Sunday, November 25, 2012

Girl, Unwrapped - A review by Ronald Fischman


I am almost as old as Gabriella Goliger. This may, in fact, be a disadvantage in reading and enjoying Girl, Unwrapped by Ms. Goliger, a long-term Canadian whose first novel has erupted on the world after fifty years of practice.  I am no stranger to memoir; my first novel is about 50% memoir. Neighter am I a stranger to Montreal, having hiked (and I use the term with full knowledge) the elevation from McGill up to the top of the mountain on which Toni Goldblatt, Goliger’s lead, spends her earliest years. The coming-of-age story of young Ms. Goldblatt seems as vital as the stories I hear from the college girls in my creative writing classes. The advantage that Goliger shares with us is the distance – a good thirty years – that brings with it the wisdom to choose just those moments that made Toni who she became.

Born to Holocaust survivors, Toni’s life goes off the greased rails of her parents’ expectations in the primary grades, when her mother brings home one pouffy, girly textile monstrosity after another. Young Toni, the epitome of tomboy, is as horrified by these creations as her mother is with the scruffy, dirty jeans and tops that she favors. Toni’s body further trumps her mother’s expectations, growing tall and rail-thin, like her father. Her expulsion from summer camp after her drunken pledge of eternal devotion and love for the music teacher, a woman, cement her status as a lost child for her poor mother. I almost feel sorry for Toni’s mom – almost.

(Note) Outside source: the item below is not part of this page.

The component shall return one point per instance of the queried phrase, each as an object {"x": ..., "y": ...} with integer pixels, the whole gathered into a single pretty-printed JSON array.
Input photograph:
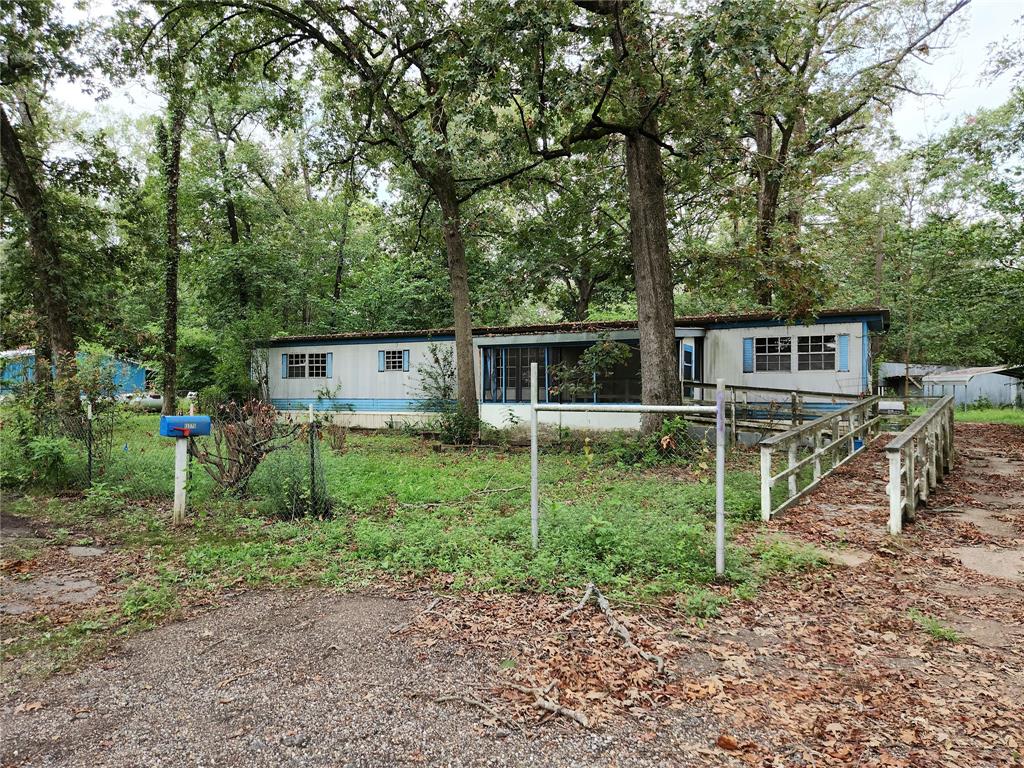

This is how Goliger shines. I feel the spirit of the androgynous child. I feel the passion of her desperate crush on the music teacher, incredibly hot and barely old enough to be called a woman. I feel the need to connect, in Zionism, with an idea greater than oneself. I see the women, young and old, of Toni’s life through her emerging lesbian eyes, not my own.  There is only one beef I have with this excellent memoir. Goliger is of the “Hope-I-Die-Before-I-Get-Old” generation. It shows. Her protagonist lives 35% of this book as a child, and another 35% meeting her first crush and chasing her all the way to Israel. That leaves thirty percent of the book. I say that Goliger tried too hard to work Toni’s identity as a young adult lesbian in here, as if there wouldn’t be another book. Or could it be that the juice of Toni’s life is sucked dry by the time she is only 25? As “Girl, Unwrapped,” Toni is pretty well unwrapped and exposed by the time she ends her girlhood. As deeply as I bonded with Ms. Goliger’s character through her exodus from girlhood, I would have gladly read a sequel that revealed how this coming of age tale formed the young woman that I would have loved to come to know.